I am not sure if this glass bead art is a tradition or was introduced not long ago by "white man". There is an extensive article published in National Geography in 2014 describing an "expedition" to Kayapo at Kendjam in 2013, mentioning that they brought 22lbs of finest Czech glass beads. On site we were told that they would prefer Belgian beads only. Second difference between the article and on site information… (For further reading about Kayapo the NatGeo article is strongly recommended


After that reception at Kendjam we loaded the boats. Kids playing in the warm river, looking kind of shy as they discovered a camera pointed at them. Everything was loaded in the boat. We started the 4 hour boat trip downriver to the camp. Around 40km as the bird flies, several more on the river. Iriri is a meandering clear, warm river, wide landscape, birds, jungle. After a transfer time of around 8 hours in total we arrived at the camp. It was located on a huge sandy beach, kitchen corner, staff tents, guest tents, solar camp shower (working surprisingly well) and toilet tent. All set up. But no bar!

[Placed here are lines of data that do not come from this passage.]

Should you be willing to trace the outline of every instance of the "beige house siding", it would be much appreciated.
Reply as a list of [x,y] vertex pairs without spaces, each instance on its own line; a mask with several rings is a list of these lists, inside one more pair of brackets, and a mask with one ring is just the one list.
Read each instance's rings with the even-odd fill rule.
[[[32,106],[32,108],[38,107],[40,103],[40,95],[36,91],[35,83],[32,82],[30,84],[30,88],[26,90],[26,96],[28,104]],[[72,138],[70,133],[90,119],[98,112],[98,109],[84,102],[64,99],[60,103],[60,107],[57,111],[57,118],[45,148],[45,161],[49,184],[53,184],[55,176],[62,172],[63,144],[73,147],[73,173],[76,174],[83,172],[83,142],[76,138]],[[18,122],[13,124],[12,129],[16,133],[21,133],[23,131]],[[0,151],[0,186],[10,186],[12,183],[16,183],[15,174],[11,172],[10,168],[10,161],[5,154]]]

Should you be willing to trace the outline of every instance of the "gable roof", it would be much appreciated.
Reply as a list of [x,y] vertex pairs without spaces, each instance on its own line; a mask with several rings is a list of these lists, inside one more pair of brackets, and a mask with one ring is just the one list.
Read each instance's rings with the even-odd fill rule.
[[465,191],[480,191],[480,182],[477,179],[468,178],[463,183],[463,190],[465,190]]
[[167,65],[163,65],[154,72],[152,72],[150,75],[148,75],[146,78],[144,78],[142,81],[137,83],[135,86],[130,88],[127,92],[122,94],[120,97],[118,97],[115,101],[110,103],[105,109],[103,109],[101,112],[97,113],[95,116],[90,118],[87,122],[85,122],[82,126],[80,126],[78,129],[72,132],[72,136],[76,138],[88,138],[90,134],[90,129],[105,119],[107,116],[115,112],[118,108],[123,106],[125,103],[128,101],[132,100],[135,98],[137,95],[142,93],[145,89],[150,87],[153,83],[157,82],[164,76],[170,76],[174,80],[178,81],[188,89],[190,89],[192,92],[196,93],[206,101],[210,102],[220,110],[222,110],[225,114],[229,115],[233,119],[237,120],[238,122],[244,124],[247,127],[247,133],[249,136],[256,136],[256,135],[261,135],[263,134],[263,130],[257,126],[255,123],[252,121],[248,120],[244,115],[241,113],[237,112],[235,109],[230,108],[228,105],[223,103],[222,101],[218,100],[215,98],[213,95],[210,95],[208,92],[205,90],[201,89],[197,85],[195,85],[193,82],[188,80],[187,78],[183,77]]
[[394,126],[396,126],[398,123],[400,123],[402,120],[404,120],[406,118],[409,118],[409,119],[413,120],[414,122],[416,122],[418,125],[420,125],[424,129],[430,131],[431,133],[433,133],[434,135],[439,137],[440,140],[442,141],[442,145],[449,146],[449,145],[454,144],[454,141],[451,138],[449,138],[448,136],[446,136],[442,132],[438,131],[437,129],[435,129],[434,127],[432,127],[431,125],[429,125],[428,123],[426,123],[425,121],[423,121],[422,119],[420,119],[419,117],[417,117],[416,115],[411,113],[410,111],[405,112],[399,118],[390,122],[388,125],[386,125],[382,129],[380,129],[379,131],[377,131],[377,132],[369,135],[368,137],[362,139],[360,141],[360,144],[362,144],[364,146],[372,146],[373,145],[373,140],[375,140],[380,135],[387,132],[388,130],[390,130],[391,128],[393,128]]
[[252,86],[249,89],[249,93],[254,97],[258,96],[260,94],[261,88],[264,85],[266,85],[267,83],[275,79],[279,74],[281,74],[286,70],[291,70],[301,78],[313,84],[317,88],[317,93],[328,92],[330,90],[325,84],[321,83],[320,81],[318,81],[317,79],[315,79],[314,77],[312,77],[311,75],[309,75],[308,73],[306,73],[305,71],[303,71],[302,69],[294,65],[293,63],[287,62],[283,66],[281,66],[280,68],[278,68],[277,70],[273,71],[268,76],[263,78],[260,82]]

That would be home for the next days. Rather rustic dinner, not lodge stuff but expedition kind of stuff. Alan the young apprentice cook gave its best possible in that environment.

Night came and the clear sky showed a marvelous star spectacle. Milky-Way all over the firmament, myriads of stars. The stars were so bride that even with no moon there as good orientation possible just due to the starlight! Warm air, but cooling off nicely for the night, frogs making noise, cicadae, other jungle sounds from monkeys or whatever tried to communicate.